April 24, 2024

Sunlight on NASED ITA Reports

Short version: we now have gobs of voting system ITA reports, publicly available and hosted by the NSF ACCURATE e-voting center. As I explain below, ITA’s were the Independent Testing Authority laboratories that tested voting systems for many years.

Long version: Before the Election Assistance Commission (EAC) took over the testing and certification of voting systems under the Help America Vote Act (HAVA), this critical function was performed by volunteers. The National Association of State Election Directors (NASED) recognized a need for voting system testing and partnered with the Federal Election Commission (FEC) to establish a qualification program that would test systems as having met or exceeded the requirements of the 1990 and 2002 Voting System Standards.*

However, as I’ve lamented many, many times over the years, the input, output and intermediate work product of the NASED testing regime were completely secret, due to proprietary concerns on behalf of the manufacturers. Once a system completed testing, members of the public could see that an entry was made in a publicly-available spreadsheet listing the tested components and a NASED qualification number for the system. But the public was permitted no other insight into the NASED qualification regime.

Researchers were convinced from what evidence was available that the quality of the testing was highly inadequate and that the expertise didn’t exist within either the testing laboratories to perform adequate testing or the NASED technical committee to competently review the ultimate test reports submitted by the laboratories (called Independent Testing Authorities (ITA)). Naturally, when reports of problems started to crop-up, like the various Hursti vulnerabilities with Diebold memory cards, the NASED system scrambled to figure out what went wrong.

I know have more moderate views with respect to the NASED regime: sure, it was pretty bad and a lot of serious vulnerabilities slipped through the cracks, but I’m not yet convinced that just having the right people or a different process in place would have resulted in fewer problems in the field. To have fixed the NASED system would have required improvements on all fronts: the technology, the testing paradigms, the people involved and the testing and certification process.

The EAC has since taken over testing and certification. Their process is notable in its much higher level of openness and accountability; the test plans are published (previously claimed as proprietary by the testing labs), the test reports are published (previously claimed as proprietary by the vendors) and the process is specified in detail with a program manual, a laboratory manual, notices of clarification, etc.

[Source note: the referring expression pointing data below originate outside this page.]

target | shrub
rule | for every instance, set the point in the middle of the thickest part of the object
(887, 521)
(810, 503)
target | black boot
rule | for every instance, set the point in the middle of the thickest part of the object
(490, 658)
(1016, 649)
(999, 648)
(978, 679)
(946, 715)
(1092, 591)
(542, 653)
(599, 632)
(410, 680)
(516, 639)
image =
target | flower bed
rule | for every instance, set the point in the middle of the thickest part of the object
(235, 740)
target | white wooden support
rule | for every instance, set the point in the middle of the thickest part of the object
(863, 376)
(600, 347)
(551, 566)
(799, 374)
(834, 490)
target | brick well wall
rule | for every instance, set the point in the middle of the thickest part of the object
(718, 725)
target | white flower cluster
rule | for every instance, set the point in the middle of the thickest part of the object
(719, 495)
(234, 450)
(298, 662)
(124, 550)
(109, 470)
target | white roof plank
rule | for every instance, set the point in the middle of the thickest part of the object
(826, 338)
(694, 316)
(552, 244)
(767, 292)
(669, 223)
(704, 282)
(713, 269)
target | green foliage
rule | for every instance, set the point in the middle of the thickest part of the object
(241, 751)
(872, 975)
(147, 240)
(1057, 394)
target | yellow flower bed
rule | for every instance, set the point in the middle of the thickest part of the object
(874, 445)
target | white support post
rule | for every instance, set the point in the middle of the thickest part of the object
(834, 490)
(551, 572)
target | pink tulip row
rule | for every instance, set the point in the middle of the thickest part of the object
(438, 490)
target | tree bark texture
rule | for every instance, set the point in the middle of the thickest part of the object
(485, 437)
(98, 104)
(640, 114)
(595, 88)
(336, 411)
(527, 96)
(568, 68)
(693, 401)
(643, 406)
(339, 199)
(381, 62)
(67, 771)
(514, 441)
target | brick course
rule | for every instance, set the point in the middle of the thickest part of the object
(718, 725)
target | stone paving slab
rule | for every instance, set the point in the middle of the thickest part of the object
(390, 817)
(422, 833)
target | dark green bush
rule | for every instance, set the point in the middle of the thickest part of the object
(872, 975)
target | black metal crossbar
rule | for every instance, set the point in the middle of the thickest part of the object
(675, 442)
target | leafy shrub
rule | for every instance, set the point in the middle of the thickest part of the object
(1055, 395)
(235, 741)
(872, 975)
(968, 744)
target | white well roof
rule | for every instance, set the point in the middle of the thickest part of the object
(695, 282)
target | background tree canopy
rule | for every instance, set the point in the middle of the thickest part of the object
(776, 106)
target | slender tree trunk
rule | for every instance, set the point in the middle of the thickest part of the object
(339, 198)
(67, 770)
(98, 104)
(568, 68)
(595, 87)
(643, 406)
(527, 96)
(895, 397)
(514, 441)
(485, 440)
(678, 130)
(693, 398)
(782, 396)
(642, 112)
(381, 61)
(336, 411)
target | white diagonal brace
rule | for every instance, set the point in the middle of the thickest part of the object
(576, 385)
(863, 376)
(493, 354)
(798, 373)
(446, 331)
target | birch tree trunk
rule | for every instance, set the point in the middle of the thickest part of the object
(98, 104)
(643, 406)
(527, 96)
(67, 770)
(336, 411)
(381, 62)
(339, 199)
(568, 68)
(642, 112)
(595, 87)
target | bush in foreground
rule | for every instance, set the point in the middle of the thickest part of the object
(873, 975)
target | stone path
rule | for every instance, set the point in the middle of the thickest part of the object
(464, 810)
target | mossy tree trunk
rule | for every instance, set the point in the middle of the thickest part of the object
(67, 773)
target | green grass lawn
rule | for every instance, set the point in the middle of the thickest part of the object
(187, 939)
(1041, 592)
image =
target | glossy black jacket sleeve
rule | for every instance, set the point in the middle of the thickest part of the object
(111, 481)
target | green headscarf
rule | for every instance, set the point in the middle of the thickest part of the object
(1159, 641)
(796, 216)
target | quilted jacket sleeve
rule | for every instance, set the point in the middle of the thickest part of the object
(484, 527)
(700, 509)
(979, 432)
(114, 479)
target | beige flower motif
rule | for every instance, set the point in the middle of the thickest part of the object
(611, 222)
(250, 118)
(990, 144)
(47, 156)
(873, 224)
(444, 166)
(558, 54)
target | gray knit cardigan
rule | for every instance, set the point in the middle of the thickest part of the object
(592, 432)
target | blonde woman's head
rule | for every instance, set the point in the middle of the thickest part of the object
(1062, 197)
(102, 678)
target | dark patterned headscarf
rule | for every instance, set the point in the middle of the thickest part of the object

This is all great and it helps to increase the transparency of the EAC certification program. But, what about the past? What about the testing that NASED did? Well, we don’t know much about it for a number of reasons, chief among them that we never saw any of the materials mentioned above that are now available in the new EAC system.

Through a fortunate FOIA request made of the EAC on behalf of election sleuth Susan Greenhalgh, we now have available a slew of ITA reports from one of the ITAs, Ciber.

The reports are available at the following location (hosted by our NSF ACCURATE e-voting center):

http://accurate-voting.org/docs/ita-reports/

These reports cover the Software ITA testing performed by the ITA Ciber for the following voting systems:

  • Automark AIMS 1.0.9
  • Diebold GEMS 1.18.19
  • Diebold GEMS 1.18.22
  • Diebold GEMS 1.18.24
  • Diebold AccuVote-TSx Model D
  • Diebold AccuVote-TSx Model D w/ AccuView Printer
  • Diebold Assure 1.0
  • Diebold Assure 1.1
  • Diebold Election Media Processor 4.6.2
  • Diebold Optical Scan Accumulator Adapter
  • Hart System 4.0
  • Hart System 4.1
  • Hart System 6.0
  • Hart System 6.2
  • Hart System 6.2.1

I’ll be looking at these in my leisure over coming weeks and pointing out interesting features of these reports and the associated correspondence included in the FOIA production.

*The distinction between certification and qualification, although vague, appears to be that under the NASED system, states did the ultimate certification of a voting system for fitness in future elections.